With armed factions vying for control of the country’s strategic assets and United Nations-facilitated negotiations leading nowhere, 2020 has seen no improvement to the turmoil that has plagued Libya since the ouster of Moammar al-Gadhafi in 2011. While the self-styled Libyan National Army of General Khalifa Haftar continues, unsuccessfully, to try to take over the country militarily, the internationally-recognized government of Prime Minister Fayez Serraj in Tripoli, propped up by militias opposed to Haftar, retains control over major institutions and sources of national wealth.

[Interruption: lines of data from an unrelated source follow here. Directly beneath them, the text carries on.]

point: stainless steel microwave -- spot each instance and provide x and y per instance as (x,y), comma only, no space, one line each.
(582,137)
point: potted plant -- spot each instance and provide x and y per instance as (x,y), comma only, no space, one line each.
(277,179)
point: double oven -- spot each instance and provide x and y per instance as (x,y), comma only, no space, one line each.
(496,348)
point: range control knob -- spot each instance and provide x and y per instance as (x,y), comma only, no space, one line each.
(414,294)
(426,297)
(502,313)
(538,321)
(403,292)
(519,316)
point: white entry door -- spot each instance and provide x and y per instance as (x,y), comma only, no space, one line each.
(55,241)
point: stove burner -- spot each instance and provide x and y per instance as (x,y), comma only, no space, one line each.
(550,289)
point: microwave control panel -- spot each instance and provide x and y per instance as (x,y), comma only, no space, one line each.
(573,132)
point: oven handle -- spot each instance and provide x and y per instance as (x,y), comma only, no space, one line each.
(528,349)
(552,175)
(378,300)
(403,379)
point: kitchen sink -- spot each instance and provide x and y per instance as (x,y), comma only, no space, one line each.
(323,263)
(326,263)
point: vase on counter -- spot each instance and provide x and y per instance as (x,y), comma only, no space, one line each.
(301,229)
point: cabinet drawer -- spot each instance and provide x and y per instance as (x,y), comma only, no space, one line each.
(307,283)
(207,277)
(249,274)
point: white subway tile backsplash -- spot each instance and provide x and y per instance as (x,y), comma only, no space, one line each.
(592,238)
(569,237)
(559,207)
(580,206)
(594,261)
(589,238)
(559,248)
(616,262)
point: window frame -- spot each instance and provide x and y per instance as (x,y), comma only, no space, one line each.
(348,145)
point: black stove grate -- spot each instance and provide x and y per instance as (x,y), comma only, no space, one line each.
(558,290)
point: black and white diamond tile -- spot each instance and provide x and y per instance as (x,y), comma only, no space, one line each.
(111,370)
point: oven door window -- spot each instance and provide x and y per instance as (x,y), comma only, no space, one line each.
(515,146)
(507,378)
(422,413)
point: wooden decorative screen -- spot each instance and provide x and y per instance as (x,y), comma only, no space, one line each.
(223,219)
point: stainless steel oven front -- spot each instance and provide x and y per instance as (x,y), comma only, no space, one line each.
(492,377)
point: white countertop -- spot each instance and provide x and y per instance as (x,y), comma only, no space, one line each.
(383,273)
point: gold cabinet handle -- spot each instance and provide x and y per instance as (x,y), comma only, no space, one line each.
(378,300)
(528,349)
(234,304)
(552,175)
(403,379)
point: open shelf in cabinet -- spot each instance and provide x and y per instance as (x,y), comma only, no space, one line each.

With the UAE, Saudi Arabia, and Egypt backing Haftar, and Turkey and Qatar backing Serraj, weapons of increasing sophistication are flowing to opposing sides, pitting foreign powers against each other and violating U.N. sanctions.
Meanwhile, facing a stagnant economy and constant threats to infrastructure, the Libyan people are caught in the crossfire of this protracted jockeying. Unchecked migration and the threat of extremist groups taking hold in the country’s contested spaces likewise make Libya’s internal situation a security concern for Europe and the United States. Solving the civil war in Libya would restore needed stability to a strategically vital part of northern Africa, while laying the groundwork for the prosperity of the Libyan people.
On February 24, the Brookings Institution hosted an event to discuss these issues. Moderated by Michael O’Hanlon, the conversation featured Federica Saini Fasanotti, whose new book “Vincere: The Italian Royal Army’s Counterinsurgency Operations in Africa 1922-1940” provides timely and salient insight into the history of warfare in Libya.